Com uma taxa vergonhosamente elevada de analfabetos funcionais e um consumo ridículo de livros (o brasileiro médio não chega a ler dois por ano), é provável que só consigamos fazer bonito confeccionando e devorando romances, ensaios e enciclopédias em forma de guloseimas. Mas não será por aí, infelizmente, que o Fome Zero deixará de ser uma utopia, sobretudo se até o livro comestível custar, por aqui, em torno de 10% do salário mínimo. Incluí-lo na cesta básica, nem pensar: guloseimas, em geral, têm pouco ou quase nenhum valor nutritivo; só engordam e aumentam as taxas de colesterol, triglicerídeos e glicose.
A terceira melhor coisa que podemos fazer com um livro-livro mesmo, à base de celulose, impresso e com lombada, é torná-lo acessível, mediante empréstimos e doações a bibliotecas públicas. Outros, mais ousados, acreditam que eles, se rejeitados, podem virar uma obra de arte. "Livro não se joga fora", vivia advertindo o professor e artista plástico britânico John Latham, que desde os anos 1960 usava-os como matéria-prima de quadros, esculturas e instalações, ora por inteiro, ora pintados, cortados e queimados.

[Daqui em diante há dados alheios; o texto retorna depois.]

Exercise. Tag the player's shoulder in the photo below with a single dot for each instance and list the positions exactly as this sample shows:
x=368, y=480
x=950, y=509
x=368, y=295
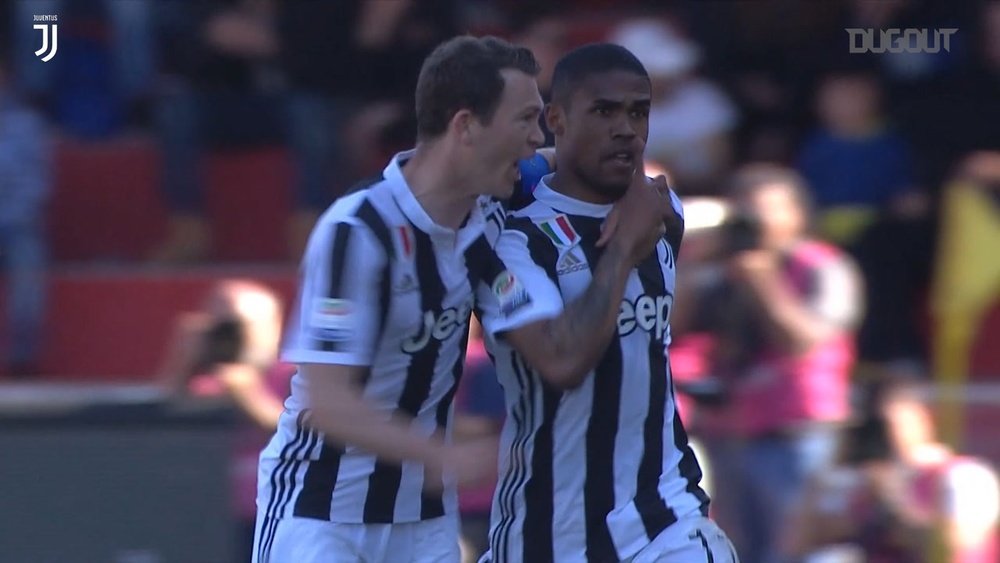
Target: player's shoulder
x=676, y=203
x=362, y=211
x=531, y=219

Há 40 anos, Latham convidou seus alunos para um happening intitulado Still and Chew (Natureza morta e mastigação), que consistia na mastigação das páginas mais estimulantes de Arte e Cultura, do seminal crítico modernista Clement Greenberg. A gororoba resultante era cuspida num frasco e misturada a uma solução de ácido sulfúrico, bicarbonato de sódio e fermento. Batizada de "Grapa de Greenberg", provocou a demissão de Latham, mas foi parar no acervo do MoMa de Nova York.

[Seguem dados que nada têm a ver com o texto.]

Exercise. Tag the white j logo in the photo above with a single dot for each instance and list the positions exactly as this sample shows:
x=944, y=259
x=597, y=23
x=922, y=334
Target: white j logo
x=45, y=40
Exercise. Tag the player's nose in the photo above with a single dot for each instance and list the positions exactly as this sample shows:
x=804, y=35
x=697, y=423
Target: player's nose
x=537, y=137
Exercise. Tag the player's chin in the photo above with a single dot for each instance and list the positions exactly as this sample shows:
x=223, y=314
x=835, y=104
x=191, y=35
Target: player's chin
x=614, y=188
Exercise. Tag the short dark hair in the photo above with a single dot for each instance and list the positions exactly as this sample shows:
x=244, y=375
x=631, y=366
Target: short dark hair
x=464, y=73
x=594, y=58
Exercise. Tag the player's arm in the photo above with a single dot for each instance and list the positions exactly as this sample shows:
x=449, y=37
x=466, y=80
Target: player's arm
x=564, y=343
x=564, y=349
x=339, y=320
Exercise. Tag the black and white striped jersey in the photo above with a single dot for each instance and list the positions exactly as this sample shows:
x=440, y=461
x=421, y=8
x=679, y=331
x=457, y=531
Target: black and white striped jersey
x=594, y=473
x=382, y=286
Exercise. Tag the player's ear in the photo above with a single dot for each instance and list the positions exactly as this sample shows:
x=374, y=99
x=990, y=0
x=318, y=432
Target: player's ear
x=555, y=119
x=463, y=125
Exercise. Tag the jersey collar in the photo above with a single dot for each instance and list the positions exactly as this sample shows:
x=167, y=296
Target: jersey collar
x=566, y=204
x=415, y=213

Sem solução para o excedente de livros não retirados por seus sócios, a Biblioteca Pública de Portland (Maine) juntou-se ao Maine College of Art para salvá-los do lixo, transfigurando-os em objetos artísticos. Doug Beube, artista biblioplástico do Brooklyn (Nova York), atuou como mestre de cerimônias do projeto, complementando sua palestra com um estímulo à "recriação do livro" pelos quase 200 artistas presentes no auditório. "Peguem o que quiserem daquela pilha e botem a imaginação para funcionar", exortou Beube. A pilha evaporou-se em menos de cinco minutos.

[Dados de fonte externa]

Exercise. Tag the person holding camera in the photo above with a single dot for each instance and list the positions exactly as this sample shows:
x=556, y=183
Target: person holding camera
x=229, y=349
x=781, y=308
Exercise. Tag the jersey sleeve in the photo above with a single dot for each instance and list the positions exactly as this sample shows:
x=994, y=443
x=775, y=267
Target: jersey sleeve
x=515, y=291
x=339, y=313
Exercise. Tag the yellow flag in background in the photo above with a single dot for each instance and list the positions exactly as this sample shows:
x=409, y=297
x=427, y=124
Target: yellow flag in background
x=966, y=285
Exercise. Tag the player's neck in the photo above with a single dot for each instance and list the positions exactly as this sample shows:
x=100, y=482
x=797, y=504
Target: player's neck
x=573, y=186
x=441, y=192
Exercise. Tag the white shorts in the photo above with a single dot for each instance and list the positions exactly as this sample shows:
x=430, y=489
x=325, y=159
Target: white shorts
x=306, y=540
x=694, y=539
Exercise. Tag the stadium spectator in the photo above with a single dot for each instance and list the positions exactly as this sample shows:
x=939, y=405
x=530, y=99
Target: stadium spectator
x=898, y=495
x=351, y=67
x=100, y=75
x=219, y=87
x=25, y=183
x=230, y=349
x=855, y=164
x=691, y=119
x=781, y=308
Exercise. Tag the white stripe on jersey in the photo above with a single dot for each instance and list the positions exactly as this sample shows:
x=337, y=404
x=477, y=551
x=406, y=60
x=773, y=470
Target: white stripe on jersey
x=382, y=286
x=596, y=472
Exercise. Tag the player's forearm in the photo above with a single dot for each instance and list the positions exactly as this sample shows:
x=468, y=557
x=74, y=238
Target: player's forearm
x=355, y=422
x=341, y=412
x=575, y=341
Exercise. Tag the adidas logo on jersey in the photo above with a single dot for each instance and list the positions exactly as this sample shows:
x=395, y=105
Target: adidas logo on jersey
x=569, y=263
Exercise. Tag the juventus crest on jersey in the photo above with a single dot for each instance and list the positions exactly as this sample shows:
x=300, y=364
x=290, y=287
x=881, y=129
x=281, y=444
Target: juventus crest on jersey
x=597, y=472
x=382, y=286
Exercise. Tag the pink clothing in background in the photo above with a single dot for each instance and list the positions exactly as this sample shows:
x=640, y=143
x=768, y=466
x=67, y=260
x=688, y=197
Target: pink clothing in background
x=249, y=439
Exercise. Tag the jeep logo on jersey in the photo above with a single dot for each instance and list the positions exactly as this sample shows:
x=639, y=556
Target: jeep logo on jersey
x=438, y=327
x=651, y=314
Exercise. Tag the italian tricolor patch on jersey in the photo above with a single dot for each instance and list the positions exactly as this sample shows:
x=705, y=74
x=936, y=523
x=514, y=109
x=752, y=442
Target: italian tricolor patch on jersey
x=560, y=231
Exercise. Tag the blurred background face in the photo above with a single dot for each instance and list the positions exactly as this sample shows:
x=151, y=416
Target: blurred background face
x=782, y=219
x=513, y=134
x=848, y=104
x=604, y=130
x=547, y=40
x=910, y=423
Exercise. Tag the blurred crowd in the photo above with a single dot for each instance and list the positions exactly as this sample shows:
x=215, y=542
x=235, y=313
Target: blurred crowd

Um pulseira de tirinhas de texto presas a um elástico foi o que Megan Dunn criou. Susan Winn pegou um exemplar de Leaves of Grass (Folhas da Relva) e transformou-o em "Fields of Greens": um pequeno vaso retangular em forma de livro de onde brotam finas lâminas de papel imitando relva extraídas das páginas de Walt Whitman. Brandy Bushey arrancou o miolo de um livro intitulado Feeding the Brain (Alimentando o cérebro) e o encheu de bombons de pasta de amendoim da marca Reese. Bushey, que à obra deu o nome de "Candy Dish" (Prato de doce), juntou a metáfora com a vontade de comer, a bibliogastronomia com a biblioarte, Brillat-Savarin com Duchamp.
Essas e outras quase 200 reciclagens de livros foram parar nas bibliotecas públicas de Dallas e do Alasca. Detalhe: quem pega o "livro" de Bushey pode comer todos os bombons, mas é obrigado a devolvê-lo devidamente reabastecido de Reese's peanut butter cups. Já pensei em rechear com Bis o miolo de O Doce Veneno do Escorpião, para torná-lo palatável. E que tal umas ovas de salmão no livro de memórias do Fernando Henrique Cardoso?